Some surgeons doubted the real benefit of CME or D3 lymphadenectomy since the central lymph node positive rate was as low as 0–5.8% [9, 25]. However, after CME, the 5-year DFS of central lymph node positive patients was 36.4% [25], much higher than patients with distant metastasis. Furthermore, routine pathologic examination might miss cases with micrometastasis, and an immunohistochemical stain might increase the positive rate to 8.5% [26, 27]. Additionally, large-scale retrospective studies reported a better 5-year survival, which may be related to more lymph nodes dissected [8]. In our series, only one patient had positive central lymph nodes, which is similar to previous reports. The mean number of retrieved lymph nodes was 28 ± 13.9 (range 5–63) in the current study, which was higher than the Japanese society (mean 21, range 16–27), and lower than (mean 32, range 20–40) in Erlangen [28]. It might be related to the length of excised colon. Hohenberger suggested to excise all the right transverse colon [7], and our strategy was to divide the transverse colon at least 10 cm away from tumor. The mean distal length of colon was 15.1 ± 5.39 cm in our series, which was longer than that suggested in Japanese guidelines.
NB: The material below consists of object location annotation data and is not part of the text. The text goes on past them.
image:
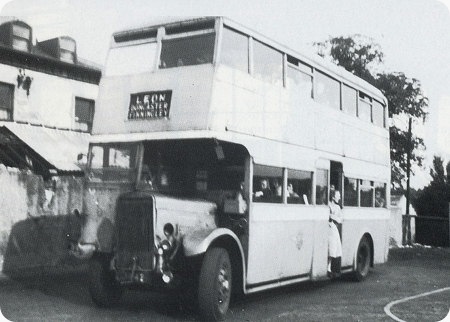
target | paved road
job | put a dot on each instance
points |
(409, 272)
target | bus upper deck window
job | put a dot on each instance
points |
(234, 50)
(186, 51)
(267, 63)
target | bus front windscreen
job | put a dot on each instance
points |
(113, 162)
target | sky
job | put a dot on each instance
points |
(413, 34)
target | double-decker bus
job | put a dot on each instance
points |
(196, 120)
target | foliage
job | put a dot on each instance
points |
(433, 200)
(362, 57)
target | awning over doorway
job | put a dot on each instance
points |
(41, 149)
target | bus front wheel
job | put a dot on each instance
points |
(363, 256)
(214, 289)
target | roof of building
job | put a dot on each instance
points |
(53, 149)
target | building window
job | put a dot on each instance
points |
(6, 101)
(84, 113)
(21, 37)
(380, 195)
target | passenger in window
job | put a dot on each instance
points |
(264, 192)
(334, 238)
(379, 200)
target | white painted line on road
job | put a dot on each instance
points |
(387, 308)
(2, 318)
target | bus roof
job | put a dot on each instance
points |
(307, 55)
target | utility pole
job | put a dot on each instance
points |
(408, 176)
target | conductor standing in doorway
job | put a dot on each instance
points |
(334, 238)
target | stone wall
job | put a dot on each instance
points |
(35, 220)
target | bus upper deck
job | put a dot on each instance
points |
(211, 74)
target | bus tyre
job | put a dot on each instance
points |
(103, 287)
(214, 289)
(363, 256)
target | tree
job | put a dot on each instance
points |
(433, 199)
(363, 57)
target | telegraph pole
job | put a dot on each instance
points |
(408, 176)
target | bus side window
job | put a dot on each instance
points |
(299, 187)
(267, 184)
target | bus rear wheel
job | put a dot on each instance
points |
(214, 291)
(363, 257)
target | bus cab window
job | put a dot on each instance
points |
(380, 195)
(366, 193)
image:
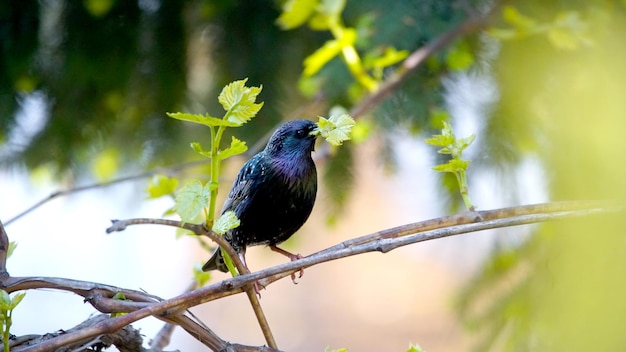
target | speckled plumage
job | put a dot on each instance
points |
(274, 192)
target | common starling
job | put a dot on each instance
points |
(273, 194)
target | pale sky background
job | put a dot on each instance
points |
(401, 297)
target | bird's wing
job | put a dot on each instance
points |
(245, 185)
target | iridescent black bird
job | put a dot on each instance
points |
(273, 194)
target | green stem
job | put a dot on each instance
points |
(462, 180)
(215, 172)
(351, 57)
(7, 328)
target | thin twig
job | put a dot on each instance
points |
(383, 241)
(201, 230)
(413, 61)
(4, 252)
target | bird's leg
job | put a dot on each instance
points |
(257, 285)
(292, 257)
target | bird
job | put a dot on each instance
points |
(273, 194)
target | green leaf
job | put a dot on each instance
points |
(17, 299)
(227, 221)
(465, 142)
(236, 147)
(563, 39)
(514, 17)
(201, 277)
(295, 13)
(106, 164)
(332, 8)
(460, 57)
(239, 102)
(415, 348)
(161, 185)
(5, 301)
(198, 149)
(12, 246)
(453, 165)
(328, 349)
(206, 120)
(391, 56)
(440, 140)
(336, 129)
(191, 200)
(314, 62)
(119, 296)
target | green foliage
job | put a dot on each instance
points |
(12, 247)
(192, 199)
(456, 165)
(161, 185)
(239, 102)
(322, 15)
(7, 305)
(201, 277)
(460, 57)
(225, 222)
(336, 129)
(415, 348)
(119, 296)
(567, 31)
(328, 349)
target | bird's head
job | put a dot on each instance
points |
(293, 138)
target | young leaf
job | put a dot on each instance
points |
(415, 348)
(5, 301)
(314, 62)
(453, 165)
(332, 8)
(17, 299)
(161, 185)
(239, 102)
(206, 120)
(227, 221)
(295, 13)
(191, 199)
(236, 147)
(336, 129)
(391, 56)
(198, 149)
(201, 277)
(12, 246)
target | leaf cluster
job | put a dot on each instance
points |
(7, 305)
(567, 31)
(454, 147)
(325, 15)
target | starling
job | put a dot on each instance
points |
(273, 194)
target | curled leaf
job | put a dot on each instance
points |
(336, 129)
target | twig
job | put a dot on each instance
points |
(201, 230)
(382, 241)
(413, 61)
(4, 252)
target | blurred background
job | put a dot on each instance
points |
(85, 85)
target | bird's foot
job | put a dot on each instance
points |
(292, 257)
(258, 286)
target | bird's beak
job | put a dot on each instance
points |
(315, 132)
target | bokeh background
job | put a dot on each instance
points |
(84, 87)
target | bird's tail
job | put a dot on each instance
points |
(216, 262)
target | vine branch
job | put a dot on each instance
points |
(382, 241)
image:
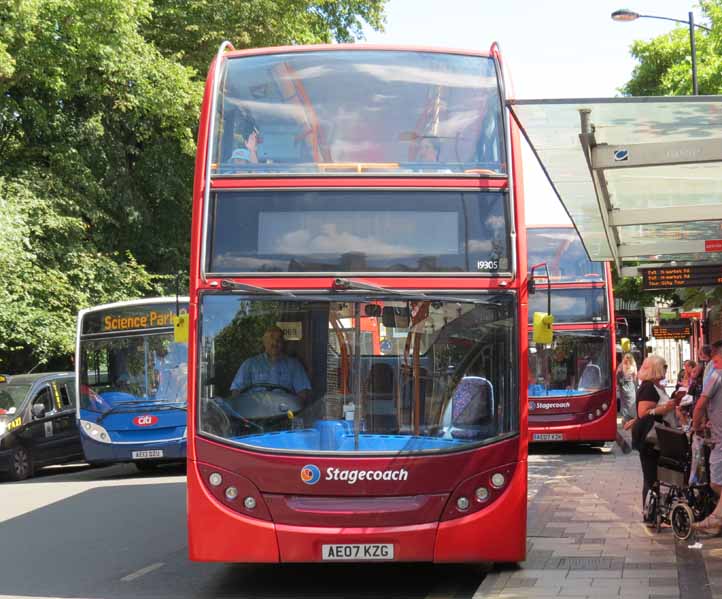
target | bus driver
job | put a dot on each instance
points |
(272, 367)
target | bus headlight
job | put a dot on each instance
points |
(498, 480)
(95, 432)
(462, 503)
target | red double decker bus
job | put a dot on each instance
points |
(572, 389)
(358, 310)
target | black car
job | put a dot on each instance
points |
(37, 422)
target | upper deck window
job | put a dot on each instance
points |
(564, 254)
(395, 112)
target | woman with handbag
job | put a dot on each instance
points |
(653, 404)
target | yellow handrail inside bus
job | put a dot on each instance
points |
(358, 167)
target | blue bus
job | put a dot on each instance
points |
(131, 382)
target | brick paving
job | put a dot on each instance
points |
(586, 538)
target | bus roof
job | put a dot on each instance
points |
(136, 302)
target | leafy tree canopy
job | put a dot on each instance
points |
(99, 103)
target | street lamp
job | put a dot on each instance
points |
(629, 15)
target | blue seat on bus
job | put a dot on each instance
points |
(381, 414)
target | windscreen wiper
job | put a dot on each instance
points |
(341, 284)
(235, 286)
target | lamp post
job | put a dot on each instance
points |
(629, 15)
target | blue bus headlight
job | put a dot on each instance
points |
(95, 431)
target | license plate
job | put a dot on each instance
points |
(147, 453)
(547, 437)
(357, 552)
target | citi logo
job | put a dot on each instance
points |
(310, 474)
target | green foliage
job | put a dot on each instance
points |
(99, 103)
(192, 31)
(665, 63)
(630, 289)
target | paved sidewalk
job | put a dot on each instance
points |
(586, 537)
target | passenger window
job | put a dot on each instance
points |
(45, 399)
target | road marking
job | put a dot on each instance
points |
(142, 572)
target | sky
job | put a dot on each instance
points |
(551, 48)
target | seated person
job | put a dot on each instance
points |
(591, 378)
(251, 139)
(470, 413)
(272, 367)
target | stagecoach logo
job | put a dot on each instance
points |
(310, 474)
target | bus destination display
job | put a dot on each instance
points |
(671, 277)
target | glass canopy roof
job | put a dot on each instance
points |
(641, 178)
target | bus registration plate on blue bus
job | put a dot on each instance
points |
(547, 437)
(357, 551)
(147, 453)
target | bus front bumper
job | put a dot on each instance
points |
(219, 534)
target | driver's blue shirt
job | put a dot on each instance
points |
(260, 370)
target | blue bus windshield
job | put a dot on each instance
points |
(367, 111)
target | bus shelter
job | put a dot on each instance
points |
(639, 177)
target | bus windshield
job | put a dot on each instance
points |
(359, 231)
(359, 111)
(562, 251)
(357, 374)
(12, 397)
(120, 370)
(577, 363)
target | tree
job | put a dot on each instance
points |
(664, 69)
(99, 103)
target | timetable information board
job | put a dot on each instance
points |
(672, 330)
(672, 277)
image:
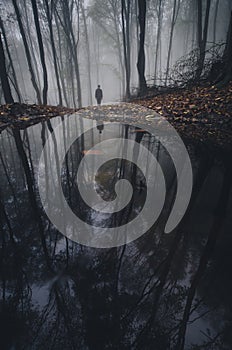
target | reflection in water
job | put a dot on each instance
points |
(159, 292)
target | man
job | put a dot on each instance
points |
(98, 95)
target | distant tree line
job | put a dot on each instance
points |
(60, 47)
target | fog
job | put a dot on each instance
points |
(91, 32)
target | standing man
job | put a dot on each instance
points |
(99, 95)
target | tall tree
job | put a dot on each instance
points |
(27, 51)
(88, 52)
(202, 35)
(15, 81)
(141, 55)
(3, 75)
(125, 14)
(49, 14)
(41, 50)
(176, 6)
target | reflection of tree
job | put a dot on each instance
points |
(132, 297)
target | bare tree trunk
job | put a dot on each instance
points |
(16, 86)
(3, 75)
(49, 13)
(27, 51)
(141, 55)
(88, 53)
(215, 21)
(202, 36)
(126, 44)
(160, 9)
(176, 7)
(41, 50)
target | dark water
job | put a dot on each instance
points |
(159, 292)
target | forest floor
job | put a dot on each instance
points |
(203, 114)
(200, 113)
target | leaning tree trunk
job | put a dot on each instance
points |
(141, 54)
(27, 51)
(16, 86)
(41, 50)
(49, 13)
(160, 9)
(3, 75)
(126, 44)
(202, 36)
(88, 53)
(176, 6)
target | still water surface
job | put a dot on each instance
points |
(159, 292)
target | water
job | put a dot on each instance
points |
(158, 292)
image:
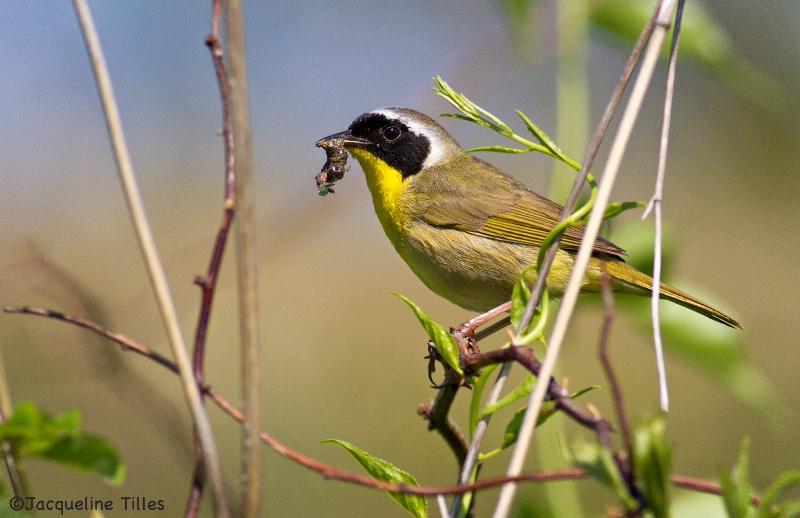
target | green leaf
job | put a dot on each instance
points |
(736, 487)
(615, 209)
(652, 461)
(478, 386)
(547, 142)
(599, 464)
(380, 469)
(512, 428)
(36, 433)
(438, 334)
(786, 480)
(523, 389)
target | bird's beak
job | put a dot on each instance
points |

For the long-term follow-up, the survival of this small cohort was similar to that of Danish [8] and Japanese data [29]. In the future, a comparable study will be performed.

One limitation of this small size study is the lack of comparison with open operation or other surgical approaches. However, we have compared our results with the published data and stressed the importance of certain indispensable technical steps in the procedure. It precluded us from drawing any definitive conclusions, however, our data, such as those obtained by other authors, indicate that our specific technique is safe and effective and that laparoscopic right colonic resection for carcinoma does not increase the risk of complications, morbidity, or mortality.

Conclusions

This novel, unidirectionally progressive, pancreas-oriented procedure for laparoscopic radical right hemicolectomy with D3 lymphadenectomy is safe and feasible. This procedure allows for identification of the whole length of SMV prior to handling venous branches, thus providing an easier way to locate branches of the SMV connected to the colon and facilitating lymph node dissection.